Das Oberste Gericht entscheidet über die Rechtmäßigkeit des wichtigsten Gesetzes von Präsident Obama. Während einige Richter Bedenken äußern, ringen vor dem Supreme Court Gegner und Befürworter von Obamacare lautstark um die Meinungshoheit zum Thema Krankenversicherung. Auf Europäer wirkt dieser Zirkus bizarr.

Matthias Kolb, Washington

Supreme Court Hears Arguments On Constitutionality Of Health Care Law

Susan Clark trägt ein Indianerkostüm. Im Gesicht trägt sie Kriegsbemalung, so nennt sie selbst die rote Farbe.
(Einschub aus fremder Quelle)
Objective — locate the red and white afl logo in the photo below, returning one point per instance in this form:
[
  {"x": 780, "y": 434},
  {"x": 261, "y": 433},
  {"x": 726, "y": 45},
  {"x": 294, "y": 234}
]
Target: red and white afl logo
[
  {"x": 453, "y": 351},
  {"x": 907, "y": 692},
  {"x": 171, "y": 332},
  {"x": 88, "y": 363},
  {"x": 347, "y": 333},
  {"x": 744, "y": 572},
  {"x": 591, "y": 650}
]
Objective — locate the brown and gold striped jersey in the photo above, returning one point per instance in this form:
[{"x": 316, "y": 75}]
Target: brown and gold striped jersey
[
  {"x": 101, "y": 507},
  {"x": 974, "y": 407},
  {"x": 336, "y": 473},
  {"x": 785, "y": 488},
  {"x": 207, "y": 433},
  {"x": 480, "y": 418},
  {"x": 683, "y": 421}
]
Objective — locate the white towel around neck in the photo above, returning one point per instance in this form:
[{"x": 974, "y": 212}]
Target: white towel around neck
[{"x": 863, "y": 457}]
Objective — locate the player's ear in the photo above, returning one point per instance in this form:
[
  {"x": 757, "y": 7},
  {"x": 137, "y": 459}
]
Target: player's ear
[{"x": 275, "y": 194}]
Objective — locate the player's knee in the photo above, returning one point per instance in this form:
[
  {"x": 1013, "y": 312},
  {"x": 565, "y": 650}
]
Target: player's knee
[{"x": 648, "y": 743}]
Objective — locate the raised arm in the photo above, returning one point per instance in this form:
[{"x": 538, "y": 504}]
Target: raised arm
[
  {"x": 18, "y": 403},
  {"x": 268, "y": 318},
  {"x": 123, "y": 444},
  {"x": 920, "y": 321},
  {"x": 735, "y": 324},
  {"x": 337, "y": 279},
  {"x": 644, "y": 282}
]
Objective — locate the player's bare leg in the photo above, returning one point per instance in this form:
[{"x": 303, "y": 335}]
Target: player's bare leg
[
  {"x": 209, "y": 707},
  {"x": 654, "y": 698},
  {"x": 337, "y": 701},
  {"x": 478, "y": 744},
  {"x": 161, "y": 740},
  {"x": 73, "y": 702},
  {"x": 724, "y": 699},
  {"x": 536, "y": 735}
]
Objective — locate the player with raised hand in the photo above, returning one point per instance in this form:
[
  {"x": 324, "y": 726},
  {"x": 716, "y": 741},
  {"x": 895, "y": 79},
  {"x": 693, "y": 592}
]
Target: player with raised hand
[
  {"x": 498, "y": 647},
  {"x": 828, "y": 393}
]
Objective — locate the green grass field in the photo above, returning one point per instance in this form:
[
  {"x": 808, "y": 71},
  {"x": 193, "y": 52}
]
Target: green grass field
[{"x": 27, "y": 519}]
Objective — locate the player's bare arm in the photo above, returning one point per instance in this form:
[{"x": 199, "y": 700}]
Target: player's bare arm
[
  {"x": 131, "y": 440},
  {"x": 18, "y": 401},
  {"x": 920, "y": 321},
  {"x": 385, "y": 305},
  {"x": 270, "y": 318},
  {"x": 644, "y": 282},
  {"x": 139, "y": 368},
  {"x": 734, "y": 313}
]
Clark demonstriert vor dem Supreme Court in Washington gegen Obamacare.

(Foto: AFP)

Im Inneren des ehrwürdigen Supreme Courts geht es um die Rechtmäßigkeit der Gesundheitsreform, dem wichtigsten Gesetz von Präsident Obama. Die konservativen Richter zeigen deutlich ihre Skepsis - und draußen schreien Gegner und Befürworter von Obamacare ihre Slogans heraus. Sie buhlen um die Aufmerksamkeit der Journalisten und versuchen hin und wieder auch, die Gegenseite zu überzeugen.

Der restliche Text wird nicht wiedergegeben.